Amyotrophic lateral sclerosis (ALS) is a progressive and usually fatal neurological disorder that attacks the nerves and muscles. Currently there is no known cure or effective treatments. The latest findings provide a tool for recognizing misfolded conformations of the enzyme superoxide-dimutase-1 (SOD1). Mutations in the gene encoding SOD1 cause approximately one to two per cent of all ALS cases.
“This antibody will enable researchers to investigate whether misfolded SOD1 is involved in other forms of ALS,” said Professor Janice Robertson from the Centre for Research in Neurodegenerative Diseases, and one of the lead authors of the study. “This is important to determining if SOD1 is relevant in ALS cases that are not caused by mutations in SOD1. If this is the case, then the antibody could potentially be used in biomarker studies to facilitate earlier diagnosis of the disease.”

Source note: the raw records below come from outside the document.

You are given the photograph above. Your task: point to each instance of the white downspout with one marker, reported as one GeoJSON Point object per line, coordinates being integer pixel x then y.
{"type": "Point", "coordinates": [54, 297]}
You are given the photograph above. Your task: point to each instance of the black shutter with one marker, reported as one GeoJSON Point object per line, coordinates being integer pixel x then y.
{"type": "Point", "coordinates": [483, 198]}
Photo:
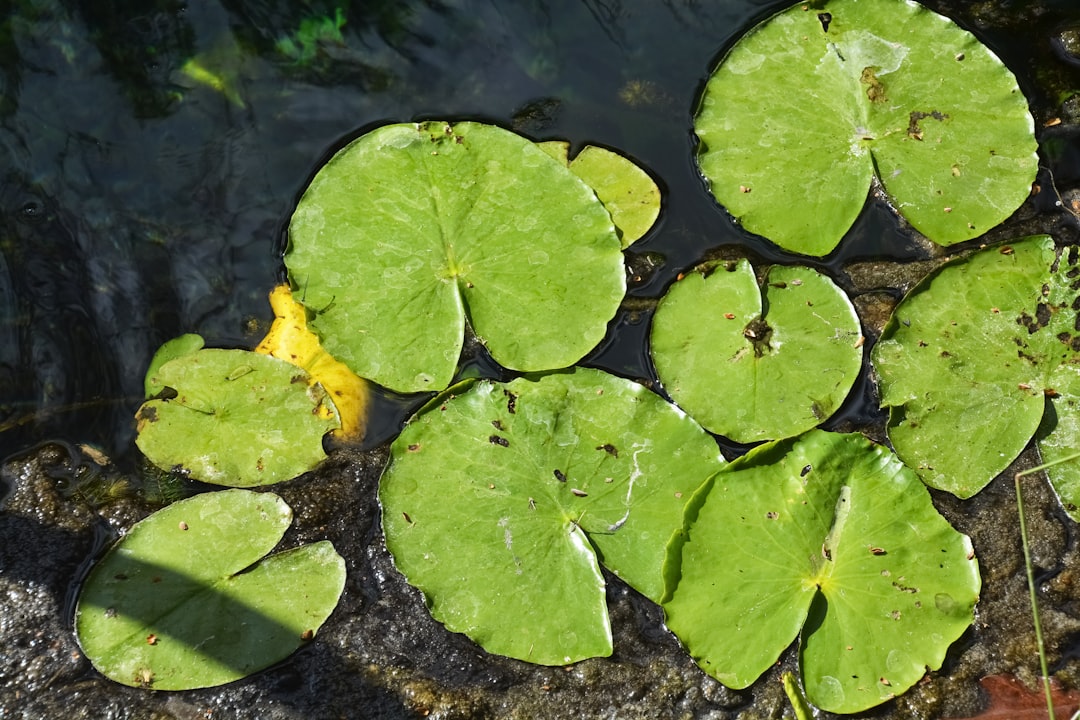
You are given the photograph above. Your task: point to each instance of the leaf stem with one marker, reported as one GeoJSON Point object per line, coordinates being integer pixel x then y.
{"type": "Point", "coordinates": [1030, 587]}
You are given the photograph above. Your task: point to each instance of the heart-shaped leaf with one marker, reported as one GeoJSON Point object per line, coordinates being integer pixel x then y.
{"type": "Point", "coordinates": [412, 228]}
{"type": "Point", "coordinates": [807, 107]}
{"type": "Point", "coordinates": [974, 352]}
{"type": "Point", "coordinates": [501, 501]}
{"type": "Point", "coordinates": [626, 191]}
{"type": "Point", "coordinates": [833, 535]}
{"type": "Point", "coordinates": [184, 599]}
{"type": "Point", "coordinates": [232, 417]}
{"type": "Point", "coordinates": [757, 363]}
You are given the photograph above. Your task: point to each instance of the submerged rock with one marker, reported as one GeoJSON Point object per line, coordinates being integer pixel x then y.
{"type": "Point", "coordinates": [382, 655]}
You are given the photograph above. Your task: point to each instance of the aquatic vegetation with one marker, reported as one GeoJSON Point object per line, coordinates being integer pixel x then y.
{"type": "Point", "coordinates": [291, 340]}
{"type": "Point", "coordinates": [986, 348]}
{"type": "Point", "coordinates": [444, 223]}
{"type": "Point", "coordinates": [186, 599]}
{"type": "Point", "coordinates": [302, 45]}
{"type": "Point", "coordinates": [817, 102]}
{"type": "Point", "coordinates": [828, 538]}
{"type": "Point", "coordinates": [756, 363]}
{"type": "Point", "coordinates": [501, 502]}
{"type": "Point", "coordinates": [232, 417]}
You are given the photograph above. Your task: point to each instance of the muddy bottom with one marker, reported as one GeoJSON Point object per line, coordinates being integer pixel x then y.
{"type": "Point", "coordinates": [381, 655]}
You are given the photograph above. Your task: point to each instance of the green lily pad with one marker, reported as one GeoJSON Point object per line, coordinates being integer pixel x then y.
{"type": "Point", "coordinates": [757, 363]}
{"type": "Point", "coordinates": [974, 352]}
{"type": "Point", "coordinates": [807, 107]}
{"type": "Point", "coordinates": [626, 191]}
{"type": "Point", "coordinates": [171, 350]}
{"type": "Point", "coordinates": [831, 535]}
{"type": "Point", "coordinates": [184, 599]}
{"type": "Point", "coordinates": [414, 228]}
{"type": "Point", "coordinates": [501, 502]}
{"type": "Point", "coordinates": [232, 417]}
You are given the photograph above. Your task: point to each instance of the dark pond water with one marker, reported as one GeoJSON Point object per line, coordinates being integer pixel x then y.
{"type": "Point", "coordinates": [152, 152]}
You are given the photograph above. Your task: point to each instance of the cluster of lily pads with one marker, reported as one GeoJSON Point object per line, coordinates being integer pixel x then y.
{"type": "Point", "coordinates": [504, 501]}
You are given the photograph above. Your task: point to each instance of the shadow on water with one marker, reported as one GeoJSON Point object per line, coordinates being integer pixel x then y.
{"type": "Point", "coordinates": [153, 151]}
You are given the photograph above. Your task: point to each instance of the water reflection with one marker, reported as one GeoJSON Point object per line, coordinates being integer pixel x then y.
{"type": "Point", "coordinates": [154, 151]}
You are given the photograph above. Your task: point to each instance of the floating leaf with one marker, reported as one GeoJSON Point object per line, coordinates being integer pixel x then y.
{"type": "Point", "coordinates": [291, 340]}
{"type": "Point", "coordinates": [232, 417]}
{"type": "Point", "coordinates": [501, 501]}
{"type": "Point", "coordinates": [626, 191]}
{"type": "Point", "coordinates": [184, 599]}
{"type": "Point", "coordinates": [171, 350]}
{"type": "Point", "coordinates": [833, 535]}
{"type": "Point", "coordinates": [973, 352]}
{"type": "Point", "coordinates": [413, 227]}
{"type": "Point", "coordinates": [757, 363]}
{"type": "Point", "coordinates": [808, 106]}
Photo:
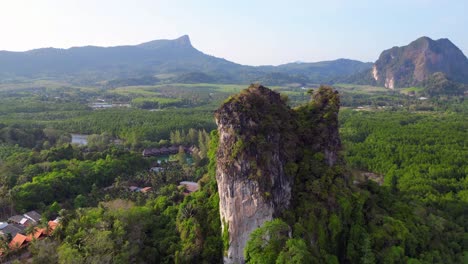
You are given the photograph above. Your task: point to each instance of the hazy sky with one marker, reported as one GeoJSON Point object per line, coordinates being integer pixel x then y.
{"type": "Point", "coordinates": [244, 31]}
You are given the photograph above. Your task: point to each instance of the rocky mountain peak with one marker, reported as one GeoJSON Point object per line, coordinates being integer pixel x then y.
{"type": "Point", "coordinates": [261, 139]}
{"type": "Point", "coordinates": [412, 64]}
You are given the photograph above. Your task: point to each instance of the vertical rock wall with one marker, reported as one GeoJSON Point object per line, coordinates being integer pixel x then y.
{"type": "Point", "coordinates": [252, 185]}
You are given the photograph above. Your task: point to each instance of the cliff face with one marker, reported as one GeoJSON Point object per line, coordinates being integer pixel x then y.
{"type": "Point", "coordinates": [416, 62]}
{"type": "Point", "coordinates": [251, 155]}
{"type": "Point", "coordinates": [259, 137]}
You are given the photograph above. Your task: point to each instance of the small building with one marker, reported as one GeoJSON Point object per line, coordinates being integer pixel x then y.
{"type": "Point", "coordinates": [3, 225]}
{"type": "Point", "coordinates": [134, 188]}
{"type": "Point", "coordinates": [13, 229]}
{"type": "Point", "coordinates": [145, 189]}
{"type": "Point", "coordinates": [53, 225]}
{"type": "Point", "coordinates": [190, 187]}
{"type": "Point", "coordinates": [156, 169]}
{"type": "Point", "coordinates": [18, 241]}
{"type": "Point", "coordinates": [33, 216]}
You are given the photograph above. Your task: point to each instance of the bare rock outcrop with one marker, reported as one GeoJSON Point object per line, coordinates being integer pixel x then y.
{"type": "Point", "coordinates": [261, 141]}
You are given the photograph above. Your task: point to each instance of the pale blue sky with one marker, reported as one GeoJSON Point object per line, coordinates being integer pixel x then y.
{"type": "Point", "coordinates": [251, 32]}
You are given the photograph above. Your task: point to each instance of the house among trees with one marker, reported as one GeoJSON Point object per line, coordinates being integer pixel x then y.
{"type": "Point", "coordinates": [12, 230]}
{"type": "Point", "coordinates": [190, 187]}
{"type": "Point", "coordinates": [27, 219]}
{"type": "Point", "coordinates": [150, 152]}
{"type": "Point", "coordinates": [19, 241]}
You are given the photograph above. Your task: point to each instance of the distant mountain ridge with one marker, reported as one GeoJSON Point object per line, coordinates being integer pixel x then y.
{"type": "Point", "coordinates": [176, 57]}
{"type": "Point", "coordinates": [416, 63]}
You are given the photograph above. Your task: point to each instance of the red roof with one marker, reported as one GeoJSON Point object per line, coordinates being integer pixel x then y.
{"type": "Point", "coordinates": [145, 190]}
{"type": "Point", "coordinates": [18, 241]}
{"type": "Point", "coordinates": [52, 226]}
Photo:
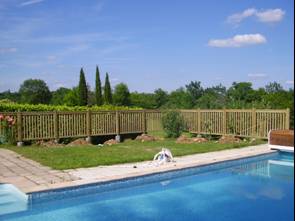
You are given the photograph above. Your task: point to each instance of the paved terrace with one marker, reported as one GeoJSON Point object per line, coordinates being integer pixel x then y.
{"type": "Point", "coordinates": [30, 176]}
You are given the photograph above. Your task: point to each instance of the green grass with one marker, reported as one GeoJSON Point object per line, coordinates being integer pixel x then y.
{"type": "Point", "coordinates": [128, 151]}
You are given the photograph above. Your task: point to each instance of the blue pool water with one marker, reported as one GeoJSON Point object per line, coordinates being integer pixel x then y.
{"type": "Point", "coordinates": [259, 188]}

The antibody, named SOD1-exposed-dimer-interface antibody (SEDI-antibody), also opens up the possibility of developing immunization strategies for the treatment of ALS caused by SOD1 mutations, according to Professor Avi Chakrabartty from the Ontario Cancer Institute, senior author of the study. “The SEDI antibody also has utility in drug discovery efforts for identifying chemical chaperones that prevent or reduce misfolding of SOD1 in ALS ,” said Chakrabartty .
Over 114 mutations have been identified and it is not yet known how so many different mutations result in the same disease, while the normal enzymatic function of SOD1 is not affected.